The whole article seemed to be strongly promoting the mistaken belief that the human
embryo, as it develops, goes through the stages of its pre-human evolutionary ancestry.
It actually stated that in the first few weeks of life the human fetus ‘develops
six gills’.
Few, if any, respected embryologists today accept this belief that the human fetus
repeats its past evolutionary history. In a major textbook on human development
(Jan Langman, Medical Embryology, fourth edition, Williams & Wilkins,
Baltimore, 1981) we read that ‘in the human embryo real gills — branchia
— are never formed’.2
Superficial similarity
There are pouch-like structures which form in the fish embryo and which look superficially
similar to the pharyngeal pouches or grooves in the human embryo (these were formerly
incorrectly called branchial (i.e. gill) grooves). However, whereas in fish this
region develops gills, in humans it forms very important, and quite different, structures
in the head and neck region, structures which have nothing to do with gills in either
form or function.
These structures include several which contain cartilage (such as the voice-box,
or larynx). So it is not at all surprising, in a fallen world, that there should
occasionally be an aberration of normal embryonic development, such that a clump
of laryngeal-type cartilage (for example) is incorrectly ‘seeded’ in
the side of the neck during development in the womb, and begins growing.

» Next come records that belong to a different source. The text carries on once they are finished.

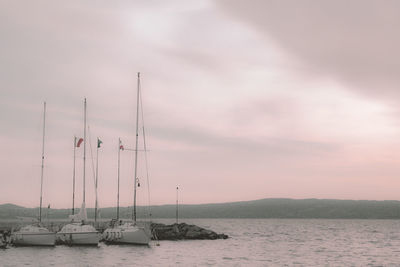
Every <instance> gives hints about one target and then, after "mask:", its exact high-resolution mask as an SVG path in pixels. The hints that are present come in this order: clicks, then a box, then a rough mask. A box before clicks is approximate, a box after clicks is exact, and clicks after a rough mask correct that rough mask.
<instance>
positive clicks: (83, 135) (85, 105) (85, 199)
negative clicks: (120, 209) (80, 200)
mask: <svg viewBox="0 0 400 267" xmlns="http://www.w3.org/2000/svg"><path fill="white" fill-rule="evenodd" d="M83 112H84V115H83V203H85V201H86V199H85V190H86V180H85V179H86V98H85V102H84V111H83Z"/></svg>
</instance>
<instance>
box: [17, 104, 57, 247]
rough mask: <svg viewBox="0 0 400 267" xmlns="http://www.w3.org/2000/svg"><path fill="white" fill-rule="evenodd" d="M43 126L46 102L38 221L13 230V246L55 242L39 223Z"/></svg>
mask: <svg viewBox="0 0 400 267" xmlns="http://www.w3.org/2000/svg"><path fill="white" fill-rule="evenodd" d="M45 126H46V102H44V103H43V140H42V166H41V176H40V205H39V222H38V223H37V224H32V225H27V226H24V227H22V228H21V229H20V230H19V231H16V232H13V233H12V236H11V239H12V243H13V244H14V245H15V246H54V245H55V242H56V233H54V232H50V231H49V230H48V229H47V228H45V227H43V226H42V225H41V222H42V192H43V190H42V189H43V170H44V140H45V138H44V137H45Z"/></svg>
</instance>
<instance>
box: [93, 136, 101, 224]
mask: <svg viewBox="0 0 400 267" xmlns="http://www.w3.org/2000/svg"><path fill="white" fill-rule="evenodd" d="M99 147H100V143H99V138H98V137H97V150H96V183H95V188H96V201H95V203H94V205H95V207H94V221H95V222H97V181H98V178H99Z"/></svg>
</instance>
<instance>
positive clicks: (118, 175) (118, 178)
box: [117, 138, 121, 221]
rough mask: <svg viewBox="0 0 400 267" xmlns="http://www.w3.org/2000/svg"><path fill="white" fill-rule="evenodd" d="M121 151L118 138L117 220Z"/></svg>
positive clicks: (120, 142) (118, 197) (118, 139)
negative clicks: (119, 169)
mask: <svg viewBox="0 0 400 267" xmlns="http://www.w3.org/2000/svg"><path fill="white" fill-rule="evenodd" d="M120 153H121V138H118V192H117V221H118V220H119V166H120Z"/></svg>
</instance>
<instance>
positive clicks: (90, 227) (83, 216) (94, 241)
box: [57, 98, 100, 246]
mask: <svg viewBox="0 0 400 267" xmlns="http://www.w3.org/2000/svg"><path fill="white" fill-rule="evenodd" d="M83 125H84V126H83V129H84V130H83V196H82V206H81V209H80V211H79V213H78V214H76V215H71V216H70V218H71V219H72V222H71V223H70V224H67V225H65V226H64V227H63V228H62V229H61V231H59V232H58V233H57V235H58V237H59V239H60V240H61V241H62V242H64V243H65V244H68V245H96V246H97V245H98V243H99V239H100V237H99V233H98V232H97V230H96V229H95V228H94V227H93V226H92V225H89V224H87V213H86V139H87V138H86V98H85V101H84V122H83Z"/></svg>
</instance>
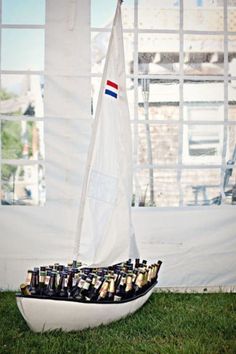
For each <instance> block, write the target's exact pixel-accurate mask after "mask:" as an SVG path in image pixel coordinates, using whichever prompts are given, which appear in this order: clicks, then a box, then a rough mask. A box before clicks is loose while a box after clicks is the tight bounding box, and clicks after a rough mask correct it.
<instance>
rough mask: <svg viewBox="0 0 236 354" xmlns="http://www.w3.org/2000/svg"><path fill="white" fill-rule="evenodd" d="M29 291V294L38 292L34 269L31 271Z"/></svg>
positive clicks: (36, 274)
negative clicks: (31, 276)
mask: <svg viewBox="0 0 236 354" xmlns="http://www.w3.org/2000/svg"><path fill="white" fill-rule="evenodd" d="M30 292H31V295H37V294H38V278H37V271H35V270H33V271H32V278H31V283H30Z"/></svg>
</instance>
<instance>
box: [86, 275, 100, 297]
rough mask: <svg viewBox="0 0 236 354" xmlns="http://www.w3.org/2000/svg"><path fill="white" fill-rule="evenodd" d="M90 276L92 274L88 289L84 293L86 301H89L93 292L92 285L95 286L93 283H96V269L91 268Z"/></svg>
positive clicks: (96, 275) (92, 294)
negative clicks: (90, 272) (90, 281)
mask: <svg viewBox="0 0 236 354" xmlns="http://www.w3.org/2000/svg"><path fill="white" fill-rule="evenodd" d="M90 274H91V276H92V280H91V284H90V286H89V289H88V292H87V295H86V300H87V301H91V298H92V297H93V294H94V291H95V289H94V287H95V284H96V281H97V278H98V275H97V273H96V270H95V269H93V273H90Z"/></svg>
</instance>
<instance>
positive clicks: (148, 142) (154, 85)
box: [91, 0, 236, 207]
mask: <svg viewBox="0 0 236 354" xmlns="http://www.w3.org/2000/svg"><path fill="white" fill-rule="evenodd" d="M97 6H98V2H97V1H96V0H92V1H91V15H92V28H91V42H92V50H91V52H92V57H91V58H92V90H93V92H92V110H93V112H94V110H95V107H96V99H97V98H96V95H97V91H98V89H99V84H100V79H101V75H102V70H103V65H104V60H105V55H106V50H107V46H108V40H109V36H110V29H111V25H112V20H113V16H114V12H115V7H116V1H115V0H114V1H111V0H101V1H99V9H98V8H97ZM101 9H106V11H104V12H103V13H102V12H101ZM122 16H123V27H124V41H125V56H126V58H125V59H126V74H127V91H128V92H127V93H128V99H129V107H130V115H131V126H132V132H133V152H134V156H133V158H134V183H133V185H134V191H133V205H134V206H137V207H138V206H157V207H167V206H176V207H177V206H197V205H212V204H220V203H222V202H226V203H231V200H232V197H231V194H232V186H233V185H234V184H235V183H236V179H235V175H236V174H235V159H236V148H235V144H236V27H235V23H236V1H235V0H231V1H228V2H227V1H223V0H221V1H212V0H201V1H198V0H191V1H190V0H179V1H178V0H167V1H156V0H126V1H124V3H123V4H122ZM222 196H223V198H222Z"/></svg>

Actually, such ‘embryonic rests’ or ‘remnants’ (not remnants
of our evolutionary ancestry, but remnants of our own tissue which ended up in the
wrong place), when they involve softer tissues than cartilage, are well-known in
the neck region.3 So-called ‘cartilage rests’, as in this
case, are much rarer, but have been described.4 There is therefore no
mystery, and no evolutionary significance, to finding this tiny scrap of ordinary
human cartilage in a human neck.
It is tragic how readily the secular media, which will give virtually no exposure
to visits by distinguished creation scientists, will publish such misleading and
erroneous reports which reinforce evolutionary beliefs.
Footnotes
- Strictly speaking, this sentence is true — if their son had been
a fish, he would have been able to breathe underwater — because he
would then have been designed to do so, with real gills!
- Regrettably, many doctors have not yet caught up with this information. In Creation
magazine (Vol.14 No.3) we reported a respected Melbourne surgeon as saying that
the vast majority of fifth-year medical students under his tutelage believe that
the embryo does have gills — although their third-year text (quoted
above) makes it plain that this belief is false.
- These are called ‘branchial’ cysts, because the tissues, like the cartilage
in question, were believed to derive from the inappropriately named ‘branchial’
region of the embryo. However, many experts now believe ‘branchial’
cysts develop secondary to changes that occur within lymph nodes in the neck in
early adult life, and have nothing to do with the branchial region. Openings to
the surface (known as branchial sinuses) also result from developmental problems
or surgical intervention into one of the cysts mentioned above. I recall that as
a lad our family doctor told me about such a discharging neck sinus in one of his
patients, and convinced me that it was a gill opening from that patient’s
fish ancestor. I realized later, while at medical school (though still then an evolutionist),
that this not uncommon condition was probably a failure of two embryonic components
to fuse correctly, something like a harelip or cleft palate. It had nothing to do
with the functional openings in real gills.
- See Archives of Surgery 1934 Vol. 28 pp 59-65. Not surprisingly, the case
described therein also had other congenital deformities noticed on X-ray; a failure
of normal fusion/development of some of the bones in the upper spine.